Jenni also reassures us that although Basic Training is “hard work” it’s “only 14 weeks” after which, presumably, you go onto the important army business of deciding which shade of lipstick goes best with desert camouflage and whether khaki is in or out this season.

90 years after it was admitted that UK Women (well some of them at least) were capable of concerning themselves with politics as well as ribbons and kittens without causing themselves permanent physical damage you could be forgiven for thinking that we had finally reached equality.

However it would seem that, even whilst trying to encourage them to join up, the British Army, at least, still considers women mentally deficient in some way. I can safely say that amongst my reasons for not joining the army I do not list a lack of make-up and glossy magazines.

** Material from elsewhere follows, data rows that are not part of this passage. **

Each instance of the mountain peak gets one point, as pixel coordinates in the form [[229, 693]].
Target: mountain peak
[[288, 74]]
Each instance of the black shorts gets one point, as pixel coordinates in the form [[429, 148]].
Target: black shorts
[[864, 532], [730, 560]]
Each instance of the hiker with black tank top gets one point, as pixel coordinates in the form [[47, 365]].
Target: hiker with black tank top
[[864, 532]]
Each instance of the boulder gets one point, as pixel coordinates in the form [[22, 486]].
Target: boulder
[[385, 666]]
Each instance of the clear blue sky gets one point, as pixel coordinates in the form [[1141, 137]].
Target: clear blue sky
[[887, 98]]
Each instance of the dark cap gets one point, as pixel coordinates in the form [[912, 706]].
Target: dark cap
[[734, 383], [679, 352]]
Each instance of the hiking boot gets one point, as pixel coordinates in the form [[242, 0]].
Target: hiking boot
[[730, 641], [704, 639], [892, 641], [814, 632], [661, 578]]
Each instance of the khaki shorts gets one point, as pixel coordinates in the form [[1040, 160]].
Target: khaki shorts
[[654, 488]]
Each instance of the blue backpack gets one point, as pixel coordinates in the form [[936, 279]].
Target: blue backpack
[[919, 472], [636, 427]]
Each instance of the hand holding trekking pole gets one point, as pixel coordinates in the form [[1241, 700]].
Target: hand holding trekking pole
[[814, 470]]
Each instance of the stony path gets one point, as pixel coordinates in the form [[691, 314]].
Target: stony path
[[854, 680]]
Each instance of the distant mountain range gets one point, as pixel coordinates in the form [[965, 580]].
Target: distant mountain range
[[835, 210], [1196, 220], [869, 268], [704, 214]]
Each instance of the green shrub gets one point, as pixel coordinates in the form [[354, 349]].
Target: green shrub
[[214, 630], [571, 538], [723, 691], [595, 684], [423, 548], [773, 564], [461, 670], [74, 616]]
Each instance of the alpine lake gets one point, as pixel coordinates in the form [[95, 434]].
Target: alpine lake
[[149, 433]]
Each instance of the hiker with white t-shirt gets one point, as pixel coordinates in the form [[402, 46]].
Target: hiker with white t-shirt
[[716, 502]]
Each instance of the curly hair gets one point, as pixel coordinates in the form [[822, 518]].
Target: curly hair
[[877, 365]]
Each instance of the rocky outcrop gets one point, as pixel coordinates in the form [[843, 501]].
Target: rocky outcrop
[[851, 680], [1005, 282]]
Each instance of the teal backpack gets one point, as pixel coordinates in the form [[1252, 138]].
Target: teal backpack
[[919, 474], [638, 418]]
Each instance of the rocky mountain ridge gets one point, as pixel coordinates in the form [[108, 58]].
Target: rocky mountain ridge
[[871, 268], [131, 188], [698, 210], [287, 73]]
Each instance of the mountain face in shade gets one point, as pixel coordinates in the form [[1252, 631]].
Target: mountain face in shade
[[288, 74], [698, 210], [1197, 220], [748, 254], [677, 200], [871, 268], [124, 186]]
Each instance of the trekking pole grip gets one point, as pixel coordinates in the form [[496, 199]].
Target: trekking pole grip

At a time when soldiers are spending increasing amounts of time away from their families, fighting often controversial wars, it seems inappropriate to be attempting to encourage more female recruits with the promise of free magazines. 176 British Soldiers have been killed in Iraq since 2003 and it would be nice to believe that when they joined up they knew what they were getting into, rather than being enticed in by the promise of a free i-pod.

Considering that I sell pretty frocks for a living maybe I shouldn’t comment, maybe I’m reinforcing negative female stereotypes by applying make-up every day and occasionally wearing totally inappropriate shoes?

Personally I consider myself a well rounded individual. I can put up a tent and I know how to stop my eyeliner smudging (pat eyeshadow over the top…) The point is I can choose from a variety of skills appropriate to the situation in which I find myself. When I worked for a plumbing and drainage company I wouldn’t have got anywhere by screeching “Ewww!” every time I saw a blocked drain, but that doesn’t mean I go around seeking them out for fun, and the same applies to any person who chooses a career in the forces. We don’t assume that women are put off from a career in the legal profession because they are worried that the wigs might mess up their hair.

If you have major concerns that someone might take your mascara away then possibly a career in the military isn’t for you, but this isn’t sexist, it’s just a fact of the requirements of military life that applies equally to a bloke who can’t possibly live without his hair gel. Trying to pretend that these limitations don’t exist is not only patronising, but downright deceptive.

If the British Army are serious about making it a more appealing career path to Women then maybe their money would be better spent appealing to professional pride of both genders and addressing the deep seated sexism inherent in the Armed Forces that make them think that this kind of advert is the best way to appeal to Women.